CentOS Linux release 7.4.1708 (Core)

-- hosts文件

/etc/hosts

127.0.0.1 localhost

# yum install epel-release gcc-c++ zlib-devel readline-devel python3-pip python3-devel lz4-devel perl-ExtUtils-Embed openssl-devel libxml2-devel libzstd-devel bzip2-devel libyaml-devel

# ./configure --prefix=/opt/pgsql/14.1 --with-lz4 --with-perl --with-python PYTHON=/usr/bin/python3 --with-openssl --with-libxml --with-segsize=4 --enable-debug

# make

# make install

2.pgbackrest

(openssl-devel libxml2-devel lz4-devel libzstd-devel bzip2-devel libyaml-devel)

# export PATH=/opt/pgsql/14.1/bin:$PATH

# export LD_LIBRARY_PATH=/opt/pgsql/14.1/lib:$LD_LIBRARY_PATH

# tar zxvf pgbackrest-release-2.36.tar.gz

# cd pgbackrest-release-2.36

# cd src/

# ./configure

# make

# make install

3.patroni

# export PATH=/opt/pgsql/14.1/bin:$PATH

# pip3 install -i https://mirrors.aliyun.com/pypi/simple --upgrade pip

# pip3 --version

WARNING: pip is being invoked by an old script wrapper.
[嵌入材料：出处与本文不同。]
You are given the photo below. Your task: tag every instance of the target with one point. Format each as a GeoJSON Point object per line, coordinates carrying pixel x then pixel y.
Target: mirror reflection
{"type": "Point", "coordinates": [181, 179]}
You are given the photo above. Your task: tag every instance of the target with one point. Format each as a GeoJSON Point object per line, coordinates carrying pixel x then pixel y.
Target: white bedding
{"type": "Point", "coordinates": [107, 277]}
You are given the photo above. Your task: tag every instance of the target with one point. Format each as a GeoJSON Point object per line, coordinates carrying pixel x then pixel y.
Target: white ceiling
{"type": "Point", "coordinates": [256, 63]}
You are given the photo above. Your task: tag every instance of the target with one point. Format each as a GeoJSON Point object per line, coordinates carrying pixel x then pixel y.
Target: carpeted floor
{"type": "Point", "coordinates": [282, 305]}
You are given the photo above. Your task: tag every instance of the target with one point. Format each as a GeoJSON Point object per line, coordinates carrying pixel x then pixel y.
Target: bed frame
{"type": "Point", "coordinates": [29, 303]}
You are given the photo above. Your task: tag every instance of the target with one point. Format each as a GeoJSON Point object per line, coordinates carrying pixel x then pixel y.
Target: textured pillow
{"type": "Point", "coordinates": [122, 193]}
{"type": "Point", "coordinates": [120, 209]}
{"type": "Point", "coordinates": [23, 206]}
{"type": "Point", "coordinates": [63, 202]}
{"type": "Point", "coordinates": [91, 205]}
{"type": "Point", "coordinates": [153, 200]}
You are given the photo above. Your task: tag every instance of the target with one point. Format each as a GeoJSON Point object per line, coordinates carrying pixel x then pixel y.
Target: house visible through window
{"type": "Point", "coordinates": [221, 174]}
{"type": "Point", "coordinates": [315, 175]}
This will fail in a future version of pip.

Please see https://github.com/pypa/pip/issues/5599 for advice on fixing the underlying issue.
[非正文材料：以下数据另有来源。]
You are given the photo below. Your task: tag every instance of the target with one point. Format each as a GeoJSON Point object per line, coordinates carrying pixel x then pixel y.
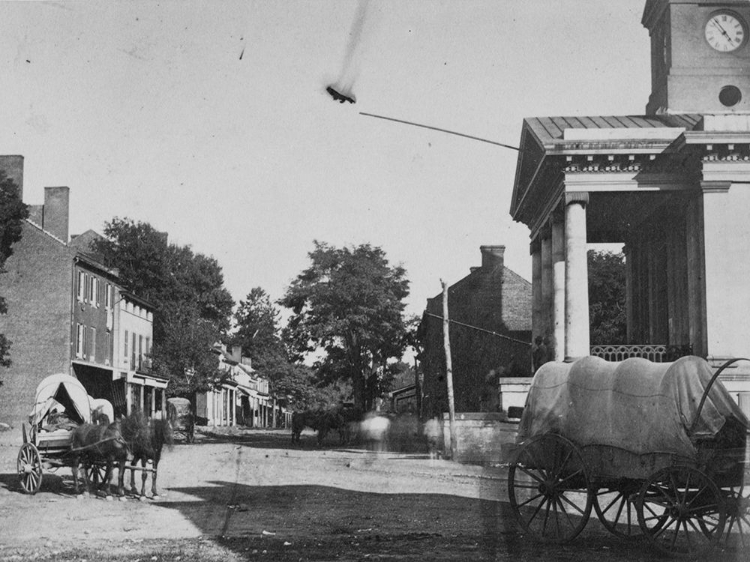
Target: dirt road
{"type": "Point", "coordinates": [255, 497]}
To avoid this problem you can invoke Python with '-m pip' instead of running pip directly.

pip 21.3.1 from /usr/local/lib/python3.6/site-packages/pip (python 3.6)

#

# pip3 install -i https://mirrors.aliyun.com/pypi/simple psycopg2

# pip3 install -i https://mirrors.aliyun.com/pypi/simple setuptools_rust

# pip3 install -i https://mirrors.aliyun.com/pypi/simple patroni[raft]

# pip3 list

WARNING: pip is being invoked by an old script wrapper. This will fail in a future version of pip.

Please see https://github.com/pypa/pip/issues/5599 for advice on fixing the underlying issue.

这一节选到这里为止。